Runtime data lives outside the repo at ~/vezir-data/ (server), ~/.config/vezir/ (client preferences + teams.json), and ~/vezir-meetings/<team>/ (local recordings + pulled artifacts).

Install profiles

Role Install command Footprint
Scribe client (CLI only) pip install --user vezir ~30 MB
Scribe client + Textual TUI (recommended for desktop) pip install --user 'vezir[tui]' ~35 MB
Scribe client + Tkinter GUI / scribe-widget pip install --user 'vezir[gui]' plus apt install python3-tk (Debian/Ubuntu) ~30 MB
Server (FastAPI + worker + dashboard + labeling UI) pip install --user 'vezir[server]' ~3 GB on Linux/CUDA (millet-pipeline = whisperx + torch + pyannote); on Apple Silicon also pulls mlx-whisper for the MLX ASR backend (~few hundred MB extra)
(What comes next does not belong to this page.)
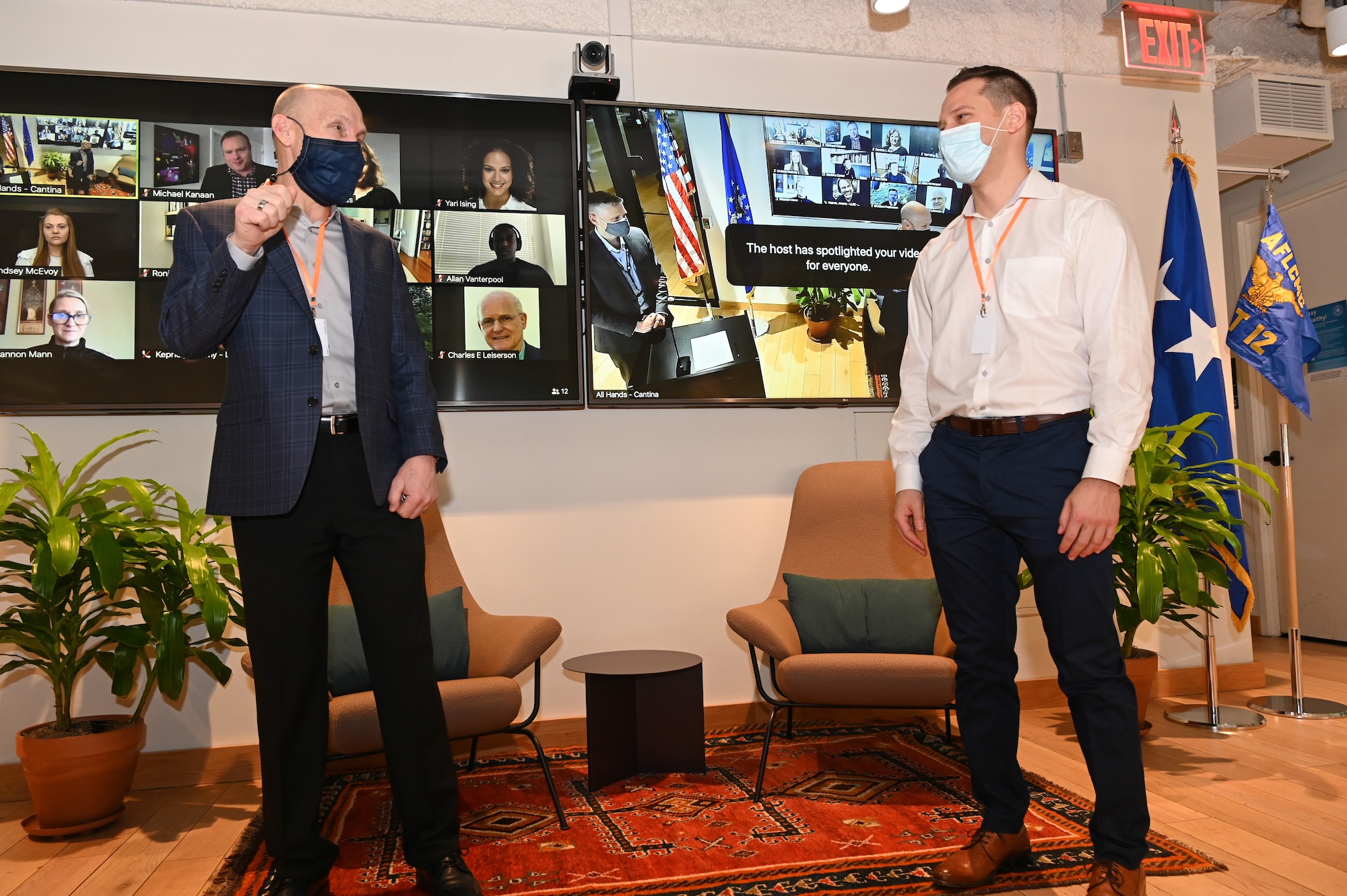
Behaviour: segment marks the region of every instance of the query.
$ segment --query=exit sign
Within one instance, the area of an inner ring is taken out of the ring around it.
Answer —
[[[1207,38],[1196,11],[1123,3],[1122,44],[1129,69],[1207,74]]]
You can combine extras: pip install --user 'vezir[tui,gui]' gets you both the TUI and the Tkinter widgets on the same box.

The split is enforced by pyproject.toml's [project.optional-dependencies]: the base install uses millet-record (capture only). The [tui] extra adds Textual; the [server] extra adds millet-pipeline for the heavy transcription/diarization/summarization pipeline.
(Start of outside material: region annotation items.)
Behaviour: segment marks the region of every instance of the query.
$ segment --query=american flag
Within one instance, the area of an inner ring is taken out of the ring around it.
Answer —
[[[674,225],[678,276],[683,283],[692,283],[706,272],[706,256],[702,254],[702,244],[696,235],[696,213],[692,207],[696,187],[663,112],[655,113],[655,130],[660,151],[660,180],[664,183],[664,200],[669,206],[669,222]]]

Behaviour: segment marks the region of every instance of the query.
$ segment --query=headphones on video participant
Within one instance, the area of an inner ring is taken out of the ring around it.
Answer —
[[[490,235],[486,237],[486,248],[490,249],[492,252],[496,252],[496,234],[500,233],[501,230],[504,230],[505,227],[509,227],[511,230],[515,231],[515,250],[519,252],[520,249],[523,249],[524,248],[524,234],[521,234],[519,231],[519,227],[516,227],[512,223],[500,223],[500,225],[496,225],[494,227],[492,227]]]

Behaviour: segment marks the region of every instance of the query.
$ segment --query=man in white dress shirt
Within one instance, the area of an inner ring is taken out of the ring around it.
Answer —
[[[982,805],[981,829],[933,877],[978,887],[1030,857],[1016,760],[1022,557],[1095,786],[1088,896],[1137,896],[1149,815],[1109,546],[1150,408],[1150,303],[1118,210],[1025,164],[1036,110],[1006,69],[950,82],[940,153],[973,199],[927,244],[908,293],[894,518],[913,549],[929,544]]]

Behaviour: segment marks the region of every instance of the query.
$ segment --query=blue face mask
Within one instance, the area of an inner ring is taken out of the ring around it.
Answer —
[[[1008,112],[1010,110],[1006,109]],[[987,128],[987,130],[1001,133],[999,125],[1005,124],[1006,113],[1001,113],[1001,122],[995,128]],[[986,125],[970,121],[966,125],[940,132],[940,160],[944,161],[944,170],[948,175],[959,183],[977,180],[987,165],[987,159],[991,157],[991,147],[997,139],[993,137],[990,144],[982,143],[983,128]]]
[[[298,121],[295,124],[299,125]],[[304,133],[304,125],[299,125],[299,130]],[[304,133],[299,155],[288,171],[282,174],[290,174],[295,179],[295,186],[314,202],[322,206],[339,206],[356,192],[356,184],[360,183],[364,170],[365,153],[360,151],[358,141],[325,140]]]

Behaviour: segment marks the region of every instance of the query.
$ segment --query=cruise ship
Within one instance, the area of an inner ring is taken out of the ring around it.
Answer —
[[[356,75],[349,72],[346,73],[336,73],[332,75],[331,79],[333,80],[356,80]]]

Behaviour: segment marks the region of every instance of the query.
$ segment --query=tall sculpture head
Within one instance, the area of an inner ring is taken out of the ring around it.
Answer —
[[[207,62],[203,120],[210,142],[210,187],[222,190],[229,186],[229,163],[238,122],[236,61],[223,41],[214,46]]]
On Apple Silicon, the same [server] extra additionally installs mlx-whisper via a PEP 508 environment marker so the MLX ASR backend is available out of the box. Auto-detection selects it at runtime; see the env-var table below for overrides (VEZIR_MEET_ASR_BACKEND, VEZIR_MEET_MLX_MODEL).

Quick start (server, on a GPU box reachable over VPN)

git clone https://github.com/pretyflaco/vezir.git
cd vezir
pip install --user -e '.[server]'

# Seed voiceprints from existing millet profile DB
mkdir -p ~/vezir-data
vezir voiceprints seed --from ~/.config/meet/speaker_profiles.json

# Create a team (v0.6.0+; bearer tokens are scoped to teams).
vezir team create --id myteam --name "My Team"

# Per-team sync target (optional; meetings sync to this git repo).
# Drop a sync_config.json into the team directory:
cat > ~/vezir-data/teams/myteam/sync_config.json <<'EOF'
{
  "repo_url": "https://github.com/yourorg/meetings.git",
  "meetings": [],
  "team_members": [],
  "min_team_members": 0
}
EOF

# Issue an admin token for yourself, scoped to the team.
vezir token issue --github you --admin --team myteam --label "linux-laptop"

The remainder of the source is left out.